Gawande has harsh words for contemporary medicine, the supposed caregiver for the dying and their families.  Relying heavily on technique and industrial models, it ignores the deep needs of the dying and provides, instead, versions of “warehoused oblivion” (p. 188), for example long, futile stays in ICUs.

As opposed to traditional societies like India, Westerners prize the independence of individuals, a status that is, of course, never permanent. In the chapter “Things Fall Apart,” Gawande describes how longer lives are now the norm but they include chronic illnesses and inevitable decline in vitality.  Our deaths are now routinely in hospitals, not at home, and often extended—sometimes brutally—by technical support and unwillingness of doctors and families to stop aggressive treatment.       
       
Also, sadly, there are fewer and fewer geriatricians at a time when there are more and more elderly.  A good geriatrician takes a long time with each patient, is not well paid, nor does s/he do income-generating procedures. Worse yet, some training programs are being discontinued.  

Gawande illustrates his ideas with case studies of patients and describes, from time to time in the book, the elderly journeys of his grandmother-in-law and his own father.  These passages make vivid the abstract ideas of the book. But it’s not just elderly patients who face death: health calamities can come to anyone, for example, a 34-year-old pregnant woman found to have a serious cancer. Various treatments are tried without success, but family and doctors act out “a modern tragedy replayed millions of times over” (p. 183) of a medically protracted death. Finally her mother calls a halt to treatment.
               
Family members often bear a heavy load in caring for a sick elder, but many nursing homes are often worse, designed for control, not support of the patients. 
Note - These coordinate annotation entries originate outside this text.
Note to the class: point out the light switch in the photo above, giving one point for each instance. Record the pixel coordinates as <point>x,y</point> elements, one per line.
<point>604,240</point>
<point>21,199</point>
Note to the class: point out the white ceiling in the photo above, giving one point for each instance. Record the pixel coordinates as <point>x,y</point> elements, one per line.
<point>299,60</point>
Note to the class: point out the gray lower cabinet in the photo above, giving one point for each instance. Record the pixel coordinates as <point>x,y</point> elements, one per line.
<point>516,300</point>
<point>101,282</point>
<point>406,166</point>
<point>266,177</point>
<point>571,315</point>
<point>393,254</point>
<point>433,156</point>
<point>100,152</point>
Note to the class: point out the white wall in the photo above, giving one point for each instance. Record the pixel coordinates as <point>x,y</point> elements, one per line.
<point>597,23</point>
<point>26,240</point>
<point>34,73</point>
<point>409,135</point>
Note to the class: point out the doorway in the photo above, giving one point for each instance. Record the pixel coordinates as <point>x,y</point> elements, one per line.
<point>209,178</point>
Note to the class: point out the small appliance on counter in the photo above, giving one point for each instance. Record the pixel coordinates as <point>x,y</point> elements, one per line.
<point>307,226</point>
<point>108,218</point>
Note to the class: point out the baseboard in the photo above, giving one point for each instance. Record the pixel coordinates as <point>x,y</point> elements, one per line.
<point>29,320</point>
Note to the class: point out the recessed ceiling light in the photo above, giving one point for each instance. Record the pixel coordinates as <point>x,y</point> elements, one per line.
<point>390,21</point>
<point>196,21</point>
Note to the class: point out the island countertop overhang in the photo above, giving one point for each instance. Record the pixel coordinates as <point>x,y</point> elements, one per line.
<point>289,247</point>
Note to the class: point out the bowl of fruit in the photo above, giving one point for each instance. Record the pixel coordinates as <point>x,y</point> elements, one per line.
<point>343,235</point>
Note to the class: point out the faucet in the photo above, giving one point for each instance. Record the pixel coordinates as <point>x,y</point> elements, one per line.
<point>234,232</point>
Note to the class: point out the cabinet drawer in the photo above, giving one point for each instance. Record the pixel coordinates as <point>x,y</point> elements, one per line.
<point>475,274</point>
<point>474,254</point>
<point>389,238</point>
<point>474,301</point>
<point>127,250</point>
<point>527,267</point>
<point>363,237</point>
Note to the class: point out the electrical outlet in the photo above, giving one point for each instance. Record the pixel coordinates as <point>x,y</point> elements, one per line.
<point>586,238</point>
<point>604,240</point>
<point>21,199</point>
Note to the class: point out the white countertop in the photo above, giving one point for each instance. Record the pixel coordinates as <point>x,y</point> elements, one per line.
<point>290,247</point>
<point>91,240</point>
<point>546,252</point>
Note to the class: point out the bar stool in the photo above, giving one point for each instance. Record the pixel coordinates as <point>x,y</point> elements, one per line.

The chapter “A Better Life” describes the first in a series of places that offer much improved settings for the elderly, with birds, animals, gardens, and, in general, richer lives that have a sense of purpose.  Gawande describes hospice care, palliative care, and advanced directives (including Do Not Resuscitate orders) as improvements needed to break the norms of “treat at all costs.” The old roles of Dr. Knows-Best and Dr. Informative need to give way to physicians and others who talk with patients and families about their values, their wishes for the last days, and their preparations for death. In short, aggressive treatment should no longer be the “default setting” for hospital care.     
        
The book ends with a dozen moving pages about the death of Gawande’s father. The “hard conversations” have clarified his wishes, and hospice care has provided “good enough” days.  Pain control has done well. Then, finally, “No more breaths came.” The family travels to India to spread his ashes on the Ganges.